I’ll Be Gone (for Chester, and all)

In my lifetime so far, there have been two celebrity deaths that hit me on such an inexplicably personal level of pain that I actually had to stop and cry:

1. Madeleine L’Engle (1919-2007): author of A Wrinkle in Time and so much more.
Madeleine L’Engle made me want to write, to fly, to make space travel small by skipping over the fourth dimension, and to explore the vast depths of mitochondria by riding on the back of a star.  She made it okay to be both a believer AND a scientist, and called out “Christian art” for the redundant nonsense that it is.  She was and continues to be my hero.

My Most Prized Possession
See the inscription? This is not just a note TO Sandy; it’s a story FOR Sandy.

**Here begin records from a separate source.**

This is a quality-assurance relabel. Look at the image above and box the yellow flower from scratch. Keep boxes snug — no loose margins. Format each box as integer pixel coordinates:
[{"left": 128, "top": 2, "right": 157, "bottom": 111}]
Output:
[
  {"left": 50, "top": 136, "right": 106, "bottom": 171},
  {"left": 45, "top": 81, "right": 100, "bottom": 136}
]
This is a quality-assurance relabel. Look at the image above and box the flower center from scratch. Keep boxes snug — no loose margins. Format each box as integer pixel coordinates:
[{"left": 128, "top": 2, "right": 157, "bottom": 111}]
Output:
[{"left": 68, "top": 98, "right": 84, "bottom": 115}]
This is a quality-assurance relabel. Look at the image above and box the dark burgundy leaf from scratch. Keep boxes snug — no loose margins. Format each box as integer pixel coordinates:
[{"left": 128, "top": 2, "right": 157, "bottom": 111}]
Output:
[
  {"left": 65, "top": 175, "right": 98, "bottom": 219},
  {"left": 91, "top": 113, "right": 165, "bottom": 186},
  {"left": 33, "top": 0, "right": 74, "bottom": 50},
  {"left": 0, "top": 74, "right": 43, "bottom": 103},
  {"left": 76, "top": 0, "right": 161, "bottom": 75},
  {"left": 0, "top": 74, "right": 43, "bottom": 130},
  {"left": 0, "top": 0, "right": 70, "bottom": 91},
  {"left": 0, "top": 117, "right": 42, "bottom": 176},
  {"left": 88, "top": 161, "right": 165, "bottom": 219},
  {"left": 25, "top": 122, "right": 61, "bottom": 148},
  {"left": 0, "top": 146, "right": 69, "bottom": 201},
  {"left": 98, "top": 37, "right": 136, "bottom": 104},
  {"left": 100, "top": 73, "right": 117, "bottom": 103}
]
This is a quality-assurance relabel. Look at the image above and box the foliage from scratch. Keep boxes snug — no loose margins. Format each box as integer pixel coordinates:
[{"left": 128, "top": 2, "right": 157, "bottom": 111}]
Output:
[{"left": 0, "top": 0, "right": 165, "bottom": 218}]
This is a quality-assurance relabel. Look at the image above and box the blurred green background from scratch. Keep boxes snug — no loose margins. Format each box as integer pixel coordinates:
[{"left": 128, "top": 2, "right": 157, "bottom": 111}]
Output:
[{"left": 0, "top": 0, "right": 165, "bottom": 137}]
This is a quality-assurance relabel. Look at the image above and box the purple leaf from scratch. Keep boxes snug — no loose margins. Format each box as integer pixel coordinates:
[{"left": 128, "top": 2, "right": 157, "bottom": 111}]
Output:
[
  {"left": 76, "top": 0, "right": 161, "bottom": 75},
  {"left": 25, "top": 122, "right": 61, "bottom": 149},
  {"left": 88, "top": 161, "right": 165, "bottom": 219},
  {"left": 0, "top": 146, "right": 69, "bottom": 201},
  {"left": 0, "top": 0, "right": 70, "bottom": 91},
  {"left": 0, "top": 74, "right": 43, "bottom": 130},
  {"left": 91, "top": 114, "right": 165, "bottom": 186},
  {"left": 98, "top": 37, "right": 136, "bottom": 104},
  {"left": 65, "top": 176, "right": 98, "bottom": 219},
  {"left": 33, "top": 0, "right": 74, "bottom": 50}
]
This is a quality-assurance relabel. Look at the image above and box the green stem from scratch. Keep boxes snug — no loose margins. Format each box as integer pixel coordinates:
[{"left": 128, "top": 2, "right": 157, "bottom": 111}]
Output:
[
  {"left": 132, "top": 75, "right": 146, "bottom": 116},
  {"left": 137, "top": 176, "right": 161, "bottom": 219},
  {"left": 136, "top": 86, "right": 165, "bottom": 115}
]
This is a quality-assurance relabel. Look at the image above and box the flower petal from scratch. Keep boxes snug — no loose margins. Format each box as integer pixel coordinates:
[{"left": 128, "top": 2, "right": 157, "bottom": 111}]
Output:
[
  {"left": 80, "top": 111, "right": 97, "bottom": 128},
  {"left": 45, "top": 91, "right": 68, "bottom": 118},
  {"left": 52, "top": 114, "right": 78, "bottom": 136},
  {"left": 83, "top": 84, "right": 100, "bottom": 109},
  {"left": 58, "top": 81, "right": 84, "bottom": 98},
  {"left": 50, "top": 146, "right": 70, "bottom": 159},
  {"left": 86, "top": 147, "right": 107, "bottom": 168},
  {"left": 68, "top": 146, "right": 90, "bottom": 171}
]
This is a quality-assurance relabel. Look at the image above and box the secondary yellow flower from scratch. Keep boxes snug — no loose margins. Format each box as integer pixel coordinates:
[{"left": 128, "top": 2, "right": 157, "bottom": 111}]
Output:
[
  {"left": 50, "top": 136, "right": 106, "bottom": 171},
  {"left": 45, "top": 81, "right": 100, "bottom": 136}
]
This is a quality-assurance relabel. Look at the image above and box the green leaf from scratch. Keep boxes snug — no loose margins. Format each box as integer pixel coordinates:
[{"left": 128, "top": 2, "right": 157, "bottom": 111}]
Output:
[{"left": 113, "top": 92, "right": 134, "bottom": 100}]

2. Chester Bennington (1976-2017): lead singer of Linkin Park and so much more
Linkin Park got me through my divorce, it’s as simple as that (favorite albums here and here).  Their music  was and is therapy,  the sound of my feelings – vulnerable rage, cerebral angst, disappointed perseverance – and Chester Bennington’s voice was a huge piece of that.  I often found myself worrying that he’d lose his voice to age and overuse because of his intense, sustained screams; I didn’t know to worry he would lose it to suicide.

How do you mourn someone you didn’t even know?  How do you honor and reconcile the memories of people who shaped your life despite never actually meeting?

The predominant emotion I’ve had to wrestle over parting with both of these dear ones is regret, precisely because they didn’t know they were dear to me.  I never told them.  I spent years receiving life from them and never took the time to give anything back…and now I never can.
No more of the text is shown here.